Umeke's was a revelation. Tuna fish flesh is transformed into something like toro at the price of a salad. It is a local favourite and almost obscene in its casualness. I rate this poke over Ono Seafood and Kyung's Seafood in Honolulu and I recommend avoiding the "traditional" Hawaiian poke altogether which is outragously salty.

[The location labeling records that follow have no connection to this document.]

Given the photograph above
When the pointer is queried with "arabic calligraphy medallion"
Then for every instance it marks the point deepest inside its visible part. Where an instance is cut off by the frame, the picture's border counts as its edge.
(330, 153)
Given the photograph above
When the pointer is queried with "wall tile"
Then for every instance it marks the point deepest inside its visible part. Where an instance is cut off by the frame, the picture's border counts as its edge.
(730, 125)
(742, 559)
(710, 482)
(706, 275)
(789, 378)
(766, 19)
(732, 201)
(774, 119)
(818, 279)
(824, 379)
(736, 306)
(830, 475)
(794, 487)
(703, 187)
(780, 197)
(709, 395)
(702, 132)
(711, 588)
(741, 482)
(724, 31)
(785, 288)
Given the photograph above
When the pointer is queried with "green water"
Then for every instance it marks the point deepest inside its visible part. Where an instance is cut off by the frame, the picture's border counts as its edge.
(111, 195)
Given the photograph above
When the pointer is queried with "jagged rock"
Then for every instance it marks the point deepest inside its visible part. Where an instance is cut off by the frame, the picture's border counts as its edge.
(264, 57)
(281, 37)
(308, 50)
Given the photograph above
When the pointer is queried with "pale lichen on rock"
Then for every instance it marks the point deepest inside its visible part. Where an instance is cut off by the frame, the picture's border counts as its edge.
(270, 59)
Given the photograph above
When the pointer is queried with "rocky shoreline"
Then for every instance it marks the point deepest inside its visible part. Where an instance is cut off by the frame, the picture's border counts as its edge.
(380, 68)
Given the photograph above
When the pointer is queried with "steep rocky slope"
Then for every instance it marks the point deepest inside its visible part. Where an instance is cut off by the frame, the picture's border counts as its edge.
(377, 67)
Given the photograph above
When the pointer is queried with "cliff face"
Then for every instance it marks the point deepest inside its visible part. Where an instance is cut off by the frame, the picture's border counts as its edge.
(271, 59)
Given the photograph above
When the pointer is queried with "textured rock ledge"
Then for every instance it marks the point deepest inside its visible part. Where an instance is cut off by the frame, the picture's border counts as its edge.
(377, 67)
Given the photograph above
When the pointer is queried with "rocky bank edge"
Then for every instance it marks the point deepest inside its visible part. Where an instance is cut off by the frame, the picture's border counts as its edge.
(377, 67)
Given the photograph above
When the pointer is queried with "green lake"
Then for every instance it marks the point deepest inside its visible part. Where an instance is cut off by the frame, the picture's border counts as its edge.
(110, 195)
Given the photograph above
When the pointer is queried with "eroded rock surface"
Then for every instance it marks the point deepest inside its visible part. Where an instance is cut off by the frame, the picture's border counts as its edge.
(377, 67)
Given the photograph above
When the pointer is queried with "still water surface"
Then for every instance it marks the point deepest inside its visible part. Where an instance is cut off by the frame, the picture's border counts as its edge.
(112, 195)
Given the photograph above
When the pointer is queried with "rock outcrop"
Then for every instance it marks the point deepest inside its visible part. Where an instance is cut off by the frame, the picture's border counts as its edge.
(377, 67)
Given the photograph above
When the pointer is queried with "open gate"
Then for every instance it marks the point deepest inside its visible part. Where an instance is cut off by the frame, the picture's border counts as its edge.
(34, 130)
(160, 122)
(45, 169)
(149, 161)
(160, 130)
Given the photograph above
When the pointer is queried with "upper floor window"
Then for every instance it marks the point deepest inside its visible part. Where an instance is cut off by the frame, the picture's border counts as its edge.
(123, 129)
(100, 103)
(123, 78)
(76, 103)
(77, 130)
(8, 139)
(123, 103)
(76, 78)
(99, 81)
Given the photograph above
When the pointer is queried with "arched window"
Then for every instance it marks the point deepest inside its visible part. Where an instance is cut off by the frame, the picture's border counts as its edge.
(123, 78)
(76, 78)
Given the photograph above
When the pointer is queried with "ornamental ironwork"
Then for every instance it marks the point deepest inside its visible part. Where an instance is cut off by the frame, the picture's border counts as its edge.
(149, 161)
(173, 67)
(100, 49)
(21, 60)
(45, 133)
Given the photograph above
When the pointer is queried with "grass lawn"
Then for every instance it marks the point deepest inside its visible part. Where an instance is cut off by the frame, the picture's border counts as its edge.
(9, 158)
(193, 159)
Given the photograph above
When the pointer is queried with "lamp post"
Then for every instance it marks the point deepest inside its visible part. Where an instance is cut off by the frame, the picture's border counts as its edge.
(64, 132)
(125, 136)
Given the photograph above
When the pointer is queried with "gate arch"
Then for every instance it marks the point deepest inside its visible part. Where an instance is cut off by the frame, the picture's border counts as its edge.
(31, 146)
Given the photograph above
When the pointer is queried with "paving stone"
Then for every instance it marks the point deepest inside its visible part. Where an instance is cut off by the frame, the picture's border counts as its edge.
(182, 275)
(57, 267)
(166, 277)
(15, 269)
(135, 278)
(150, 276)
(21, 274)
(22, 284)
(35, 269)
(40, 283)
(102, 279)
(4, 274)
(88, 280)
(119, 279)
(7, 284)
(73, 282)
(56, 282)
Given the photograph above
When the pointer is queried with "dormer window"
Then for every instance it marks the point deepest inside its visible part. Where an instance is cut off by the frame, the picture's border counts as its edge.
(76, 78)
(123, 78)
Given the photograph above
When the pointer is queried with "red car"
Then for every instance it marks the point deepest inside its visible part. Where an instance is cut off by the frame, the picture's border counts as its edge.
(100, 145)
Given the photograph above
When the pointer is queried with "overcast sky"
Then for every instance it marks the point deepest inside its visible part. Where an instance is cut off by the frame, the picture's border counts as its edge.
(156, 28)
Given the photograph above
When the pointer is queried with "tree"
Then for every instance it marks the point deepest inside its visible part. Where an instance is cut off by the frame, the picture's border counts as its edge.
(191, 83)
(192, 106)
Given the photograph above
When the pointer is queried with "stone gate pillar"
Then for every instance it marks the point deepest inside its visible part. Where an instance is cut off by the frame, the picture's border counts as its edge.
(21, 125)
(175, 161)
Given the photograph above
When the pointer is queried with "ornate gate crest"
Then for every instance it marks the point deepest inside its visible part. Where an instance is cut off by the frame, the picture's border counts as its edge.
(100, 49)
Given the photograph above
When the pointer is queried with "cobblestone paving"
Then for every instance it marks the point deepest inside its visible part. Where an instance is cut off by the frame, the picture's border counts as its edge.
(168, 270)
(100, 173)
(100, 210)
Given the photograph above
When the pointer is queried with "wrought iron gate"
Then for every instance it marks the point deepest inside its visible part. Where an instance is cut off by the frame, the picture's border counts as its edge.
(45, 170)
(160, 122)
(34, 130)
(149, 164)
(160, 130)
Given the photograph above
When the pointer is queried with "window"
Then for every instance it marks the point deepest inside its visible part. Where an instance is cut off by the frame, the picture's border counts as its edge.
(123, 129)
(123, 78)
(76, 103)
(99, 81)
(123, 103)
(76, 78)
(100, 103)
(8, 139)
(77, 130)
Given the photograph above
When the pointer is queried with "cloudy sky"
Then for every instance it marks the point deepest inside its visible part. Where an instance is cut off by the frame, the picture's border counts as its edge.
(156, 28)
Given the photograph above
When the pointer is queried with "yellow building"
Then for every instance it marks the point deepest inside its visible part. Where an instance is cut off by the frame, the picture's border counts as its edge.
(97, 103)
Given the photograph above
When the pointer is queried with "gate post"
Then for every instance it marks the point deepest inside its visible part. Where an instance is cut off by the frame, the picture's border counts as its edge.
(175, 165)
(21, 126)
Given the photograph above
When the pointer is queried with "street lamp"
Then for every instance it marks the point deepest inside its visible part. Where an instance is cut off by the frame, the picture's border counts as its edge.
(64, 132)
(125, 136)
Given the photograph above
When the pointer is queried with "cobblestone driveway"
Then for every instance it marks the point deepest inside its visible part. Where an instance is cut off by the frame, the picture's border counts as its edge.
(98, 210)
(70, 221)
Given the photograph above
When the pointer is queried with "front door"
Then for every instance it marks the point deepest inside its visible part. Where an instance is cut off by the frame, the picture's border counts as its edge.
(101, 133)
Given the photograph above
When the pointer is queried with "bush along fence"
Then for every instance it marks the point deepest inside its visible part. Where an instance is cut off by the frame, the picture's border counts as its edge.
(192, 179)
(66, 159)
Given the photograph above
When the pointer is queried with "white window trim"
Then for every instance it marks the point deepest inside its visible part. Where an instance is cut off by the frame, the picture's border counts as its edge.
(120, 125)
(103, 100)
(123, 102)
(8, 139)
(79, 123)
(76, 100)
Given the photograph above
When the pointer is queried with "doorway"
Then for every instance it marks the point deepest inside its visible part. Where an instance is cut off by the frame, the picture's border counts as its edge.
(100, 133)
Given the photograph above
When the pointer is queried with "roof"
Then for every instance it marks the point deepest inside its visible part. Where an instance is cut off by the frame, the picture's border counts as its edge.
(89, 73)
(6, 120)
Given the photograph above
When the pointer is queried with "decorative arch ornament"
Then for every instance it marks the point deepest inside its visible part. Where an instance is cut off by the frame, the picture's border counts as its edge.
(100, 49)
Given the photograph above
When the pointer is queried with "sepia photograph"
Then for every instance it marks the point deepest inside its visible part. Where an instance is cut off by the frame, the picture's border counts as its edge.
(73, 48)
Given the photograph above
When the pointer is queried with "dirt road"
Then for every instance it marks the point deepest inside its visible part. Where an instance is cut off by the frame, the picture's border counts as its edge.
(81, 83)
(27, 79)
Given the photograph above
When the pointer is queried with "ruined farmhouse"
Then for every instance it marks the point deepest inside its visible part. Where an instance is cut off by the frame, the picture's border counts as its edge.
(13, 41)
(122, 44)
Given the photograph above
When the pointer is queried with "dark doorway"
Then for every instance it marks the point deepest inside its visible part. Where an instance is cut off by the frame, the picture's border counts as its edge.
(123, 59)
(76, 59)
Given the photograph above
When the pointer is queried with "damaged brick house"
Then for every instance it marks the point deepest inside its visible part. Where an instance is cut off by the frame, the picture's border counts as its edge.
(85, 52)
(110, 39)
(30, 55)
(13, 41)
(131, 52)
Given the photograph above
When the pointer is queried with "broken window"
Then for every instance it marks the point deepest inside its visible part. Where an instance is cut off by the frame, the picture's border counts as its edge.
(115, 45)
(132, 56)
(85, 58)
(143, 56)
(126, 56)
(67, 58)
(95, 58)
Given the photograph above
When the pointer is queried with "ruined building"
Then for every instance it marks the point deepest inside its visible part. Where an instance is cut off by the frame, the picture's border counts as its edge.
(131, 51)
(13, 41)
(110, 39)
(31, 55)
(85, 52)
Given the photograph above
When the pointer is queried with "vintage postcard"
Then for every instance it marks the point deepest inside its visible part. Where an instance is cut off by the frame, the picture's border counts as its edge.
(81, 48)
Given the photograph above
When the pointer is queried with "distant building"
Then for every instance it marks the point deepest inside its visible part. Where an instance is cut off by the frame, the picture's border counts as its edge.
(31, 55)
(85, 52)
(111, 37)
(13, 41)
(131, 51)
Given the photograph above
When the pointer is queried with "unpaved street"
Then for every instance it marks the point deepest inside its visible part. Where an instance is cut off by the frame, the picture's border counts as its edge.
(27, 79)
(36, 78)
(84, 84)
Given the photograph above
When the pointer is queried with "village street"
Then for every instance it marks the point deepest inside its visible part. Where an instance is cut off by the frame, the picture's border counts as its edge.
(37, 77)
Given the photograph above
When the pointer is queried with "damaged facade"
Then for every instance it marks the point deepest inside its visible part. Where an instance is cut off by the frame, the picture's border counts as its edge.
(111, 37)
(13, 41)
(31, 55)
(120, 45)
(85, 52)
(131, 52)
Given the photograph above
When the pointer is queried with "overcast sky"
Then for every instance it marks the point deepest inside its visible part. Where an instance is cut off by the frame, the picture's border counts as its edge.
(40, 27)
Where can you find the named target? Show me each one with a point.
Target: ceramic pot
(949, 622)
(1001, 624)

I have fond memories of driving across Saddle Road. It runs along the valley created by Mona Kea and Mona Loa and takes roughly 2 hours from west to east. The rolling hills dares you to drive enthusiatically and the landscape ranges from desert yellow, moon black lava, marsh fog and tropical thunder. This may not be the sole reason for driving along this road, but you'll find reason enough when you're there.

Kauai Island

The Kalalau trail starting at Ke'e beach is as gorgeous as it is difficult. The trail was a steep, rocky, muddy ribbon around the Na Pali coast line. North facing, the coast is sun drenched, looking out to infinity through rainforest trees. This is a whole day hike that I wish I could have completed, but I am grateful to have tried anyway. On the way there Hanalei Beach was a worthwhile visit to speculate what life would be like for the epically wealthy (see also Princeville), the cost of nestling at the foot a lush mountain with expansive soft white sand in front. Many parts of The Descendants were also filmed here and I think it is George Clooney's finest performance.

Kalalau Valley

Kalalau Lookout is a lengthy drive from the western roads and as you wound clockwise back up towards the Na Pali Coast you encounter Waimea Canyons. Everyone will tell you it's like the Grand Canyon. Once you get past the canyons the vista over and into Kalalau Valley is tremendous and I think at this point I realised I don't have suitable adjectives to describe that type of blue.

Poipu Beach



There were many things I've left out like ascending Mona Kea, swimming with manta rays, Savage Shrimp and constantly surrounded by free ranging chickens. Whilst I found those experiences just as meaningful, this post needs to ship.

The state of Hawai'i is an amazing set of distinct climates, cultural background chained together to form a fascinating archipelago. I cherish every minute of my time there with Fiona.